Later in that same deployment, I had been working the "mid-shift," from 1930 to 0730, for our longest period out of port, brought about by the October War between Egypt/Syria and Israel. Some cute jokes came out of that, and we had some really close calls over a month at sea, but Israel prevailed, and earned it's right to exist. For most of that month, I rarely saw the sun, which can be done very easily on a ship the size of a small city. When the hostilities ceased, and it looked like we'd be able to duck into port somewhere for a little liberty, I went up to Vulture's Row, four stories above the Flight Deck, to observe the morning operations, take-offs and landings, the movement of planes around the deck, all just before sunrise.
It was going to be a glorius morning to be at sea, the sun, from below the horizon, colored them a bright yellow, it was chilly, but promised to be a fine southern Mediterranian day. I thought about spending some time on the weather decks that morning, just to break-up the daily "at-sea" routine. Just being on Vulture's Row that morning was a start.
Sitting below us, and forward of us, was an A-7 Corsair doing "low revs," sort of like idleing for a jet plane. The A-7 is a unique airplane, that kind of resembles a shark, with a wide, mouth-like intake for the engines. On normal occassions, an A-7 would not be started, for non-flight purposes, without a screen (for lack of a better word) that covered that grinning maw, and it certainly wouldn't do an "on-deck high-rev" evolution because the engines will suck down anything within a 25-foot radius of the intake, including a 180 lb. man. Three mistakes were made that morning, The last one, fatal.
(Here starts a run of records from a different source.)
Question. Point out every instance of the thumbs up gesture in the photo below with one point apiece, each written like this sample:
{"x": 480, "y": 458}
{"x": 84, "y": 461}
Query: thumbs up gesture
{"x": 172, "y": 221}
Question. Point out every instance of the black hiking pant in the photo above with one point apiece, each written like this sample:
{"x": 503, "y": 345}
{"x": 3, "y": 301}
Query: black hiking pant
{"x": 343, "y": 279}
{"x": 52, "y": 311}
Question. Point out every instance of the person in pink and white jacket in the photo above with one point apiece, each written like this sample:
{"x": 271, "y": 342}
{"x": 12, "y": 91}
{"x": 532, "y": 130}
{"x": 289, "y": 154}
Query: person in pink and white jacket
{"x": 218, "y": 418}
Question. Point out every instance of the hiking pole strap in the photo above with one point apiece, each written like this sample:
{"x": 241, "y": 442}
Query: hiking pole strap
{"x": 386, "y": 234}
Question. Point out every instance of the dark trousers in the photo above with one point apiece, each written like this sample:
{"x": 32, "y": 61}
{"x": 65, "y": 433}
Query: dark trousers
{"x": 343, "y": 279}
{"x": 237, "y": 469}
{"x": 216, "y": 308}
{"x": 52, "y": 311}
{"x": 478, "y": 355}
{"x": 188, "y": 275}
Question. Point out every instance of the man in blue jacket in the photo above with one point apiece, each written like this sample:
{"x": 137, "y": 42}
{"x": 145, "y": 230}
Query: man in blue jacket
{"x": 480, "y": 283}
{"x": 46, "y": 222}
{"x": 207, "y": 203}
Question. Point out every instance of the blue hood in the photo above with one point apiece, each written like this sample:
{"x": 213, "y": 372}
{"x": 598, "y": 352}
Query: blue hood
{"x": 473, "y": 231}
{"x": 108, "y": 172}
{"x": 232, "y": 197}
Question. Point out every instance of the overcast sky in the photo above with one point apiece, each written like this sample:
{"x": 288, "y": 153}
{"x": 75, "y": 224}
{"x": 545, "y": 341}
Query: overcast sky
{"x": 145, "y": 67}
I won't go into detail, it happened so fast, a guy was running across the bow of the A-7, and then he wasn't. The sound will haunt me to my dying day, as the blades of the turbines were introduced to body and bones. Worse, however, was that the young man had been reduced to "ground beef," and sprayed against the island of CV-62. Right directly at the six. The material was forced up and out, sprayint into the winds, and right into my face. That was the day I grew up.